R or Python cross compiler for beaglebone

I want to implement machine learning algorithm in Beaglebone(ARM). So I need to build a cross-compiler for R(preferably) or python in my system(Ubuntu / windows). I am very new to this topic “cross-compiler”. A stepwise instruction to build the cross-compiler and how to run a sample code using cross-compiler will be much appreciated.Thanks in advance :slight_smile:

On Tue, 16 Feb 2016 05:37:30 -0800 (PST),
fiem.arghyaxyz@gmail.com declaimed the
following:

I want to implement machine learning algorithm in Beaglebone(ARM). So I
need to build a cross-compiler for R(preferably) or python in my
system(Ubuntu / windows). I am very new to this topic "cross-compiler". A
stepwise instruction to *build the cross-compiler* and *how to run a sample
code using cross-compiler* will be much appreciated.Thanks in advance :slight_smile:

  The first thing to understand is that normally Python is a byte-code
interpreted language, which "compiles" the source to byte-code when the
program is executed. The only need for a "cross-compiler" might be if you
are trying to build /extension libraries/ using the C language that have to
run on a different target.

  Python, itself, is already installed on the BBB.

  I don't have enough experience with the R system, but suspect it is
similar -- most scripts are in source form, so one would just need to get
the R interpreter/run-time installed on the BB (and that might be available
via package manager). It again would be extensions written in C or such
that might need compiling for a target.

Thank you for replying.

BBB has limited resources to make build and install R packages (R-base and some ML packages, or any other packages for that matter). Also, I would like to test the build before actually porting the binaries to BBB. Since debugging and testing may also require more resources than are available on the BeagleBone Black, cross-compilation can be less involved and less prone to errors than native compilation.

Since debugging and testing may also require more resources than are available on the BeagleBone Black, cross-compilation can be less involved and less prone to errors than native compilation.

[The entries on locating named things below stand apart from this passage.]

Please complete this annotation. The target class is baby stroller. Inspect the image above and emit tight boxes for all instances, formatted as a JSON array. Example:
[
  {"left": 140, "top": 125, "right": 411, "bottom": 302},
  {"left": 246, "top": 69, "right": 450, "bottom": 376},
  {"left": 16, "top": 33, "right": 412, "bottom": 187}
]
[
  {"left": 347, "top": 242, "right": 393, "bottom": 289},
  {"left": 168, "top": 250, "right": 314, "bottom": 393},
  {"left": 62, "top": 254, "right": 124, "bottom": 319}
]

This is incorrect. Cross compiling anything introduces added complexity, and thus is more prone to errors. The main problem with compiling natively is the time it takes for the beaglebone hardware to finish compiling from source. Another problem is the minimal amount of RAM on the system, which can be mitigated some by using a USB hard drive, as a swap drive.

Anyway, I think I know what you’re saying. So know that when compiling “natively” you’re not limited to using a beaglebone only. “Natively” in this context would mean anything that can run, or is running the same OS, using the same ABI. Which in this case the ABI is armhf. In other words . . . most / all armv7 systems. Such as the rPI 2, wanderboard, Beagleboard X15, etc. Can be made to natively compile a binary for the Beaglebone black. This works great, but does take some time to setup perhaps, and does cost additional monies( to purchase another board ).

Additionally. I personally write C applications in x86 / i386 a lot. These applications will also 99% of the time directly port to an ARM system with nothing more than copying, and compiling the source to / on that system. C is a true compiled language, where Python, and R( as far as I know ), are byte code / interpreted languages. The point here is that if C can be used in this manner, surely Python, and R can too.

What does this mean ? This means that once you have a run-time working on a platform, for an interpreted language. Code written on one system should run just fine on another. Assuming there are no major version barriers interfering. As mentioned above by Dennis. Debian, regardless of ABI is going to have a Python interpreter period. As Python, C, and ruby are all needed in order to build, install and otherwise setup a new Debian( and very probably any Linux system ).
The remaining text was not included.